The market has yielded negative returns so far this financial year. Do you expect the second half of the financial year to be better?
In the last six months of the current financial year, two things have stood out. First, earnings growth has remained lacklustre. We have seen more downgrades than upgrades. Second, global markets have been very volatile with expectations of rate hikes in the US. In the last quarter, we saw significant outflows from foreign investors. So both the fundamentals and flows have been a challenge. The good news, however, has been that the domestic flows have remained pretty strong. By the end of the second half, on a fundamental basis, the situation should be better than where we are today. Our expectation is that we will see improvement in earnings growth.
Also Read
How are you positioning your portfolios given the ongoing Bihar elections and expected rate hikes by the US Fed in December?
As a fund house, we do not build positions based on expectations of events that are beyond our control and the outcome of which are uncertain. Events such as Bihar election results and US Fed rate hike do not drive our decision making. What drives our decision making is our understanding of what the ground realities are. We buy into high quality businesses, which offer good fundamentals, such as return ratios, operating cash flows, among others. Our decision to position our portfolios is more driven by these facts and our expectations of how things will pan out over the next few years.

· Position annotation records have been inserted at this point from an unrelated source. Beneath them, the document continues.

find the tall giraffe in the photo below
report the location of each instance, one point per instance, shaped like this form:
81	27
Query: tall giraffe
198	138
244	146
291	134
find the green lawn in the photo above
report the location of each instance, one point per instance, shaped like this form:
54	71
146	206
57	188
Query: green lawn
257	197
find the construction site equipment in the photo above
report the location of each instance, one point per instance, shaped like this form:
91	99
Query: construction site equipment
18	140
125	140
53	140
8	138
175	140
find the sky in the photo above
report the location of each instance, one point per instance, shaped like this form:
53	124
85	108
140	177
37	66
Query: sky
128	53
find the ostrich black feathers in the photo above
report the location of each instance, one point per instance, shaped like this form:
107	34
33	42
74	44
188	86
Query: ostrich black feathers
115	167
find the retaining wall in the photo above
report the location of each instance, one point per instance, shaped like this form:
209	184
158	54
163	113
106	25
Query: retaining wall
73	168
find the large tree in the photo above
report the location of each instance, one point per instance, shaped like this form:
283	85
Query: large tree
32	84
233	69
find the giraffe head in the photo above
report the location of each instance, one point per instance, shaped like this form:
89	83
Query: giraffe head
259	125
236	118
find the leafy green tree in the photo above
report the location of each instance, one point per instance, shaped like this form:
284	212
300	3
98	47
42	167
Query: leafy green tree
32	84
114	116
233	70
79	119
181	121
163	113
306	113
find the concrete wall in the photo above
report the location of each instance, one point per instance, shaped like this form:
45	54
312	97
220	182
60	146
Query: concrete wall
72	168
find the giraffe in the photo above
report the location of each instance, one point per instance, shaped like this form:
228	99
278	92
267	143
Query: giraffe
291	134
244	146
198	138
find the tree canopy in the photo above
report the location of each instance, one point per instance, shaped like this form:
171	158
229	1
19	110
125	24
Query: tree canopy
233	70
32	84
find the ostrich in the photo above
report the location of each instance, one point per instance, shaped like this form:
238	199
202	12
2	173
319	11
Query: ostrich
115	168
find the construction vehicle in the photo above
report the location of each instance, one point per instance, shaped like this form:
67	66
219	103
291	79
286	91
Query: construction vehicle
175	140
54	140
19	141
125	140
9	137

Which are the sectors or themes that you prefer at this point?
The infrastructure space is surely showing signs of revival. Other sectors where we have seen improvement is the automobile sector and more so the four-wheeler segment. The consumer discretionary sector will benefit from reducing operational costs as well as lower financing charges. Clearly, there are a lot of areas which are showing promise at this point in time. Building products is another area we believe can have a good upside over the next three to five years.
Do you also follow a ‘buy on dips’ strategy like other mutual fund houses?
Our idea to buy into stocks is more a function of the value it presents at every point in time. If a stock, which we think is a good buy, falls due to no particular reason we use it as an opportunity to build our positions further. We buy on dips only into stocks where our conviction is strong.
What is your view on the reform process and the actions taken by the government?
The government is definitely trying to pump up the economy. However, factors that are beyond its control such as slackening overall demand in the economy and the low levels of capacity utilisations will surely act as blocks in the near term. As far as reforms are concerned, the government is carrying out reforms with the intent to improve the situation over medium-to-long term. Also, don’t forget today we have a more challenging external environment where growth seems to have come off quite significantly and this seems to be an additional challenge for the government. Nonetheless, the government is ensuring that the investment and capital expenditure side of the overall economy picks up.
What should be the rational return expectations from the markets?
Market returns in the last 12–18 months haven’t been that great, as earnings growth has come off strongly. As we move forward and over the next two-three years, we expect better earnings growth coming back into the system, partly driven by improved demand. Over a three-year time frame, you should see earnings growth in the region of 13-14 per cent and this will help markets surely do as well if not better.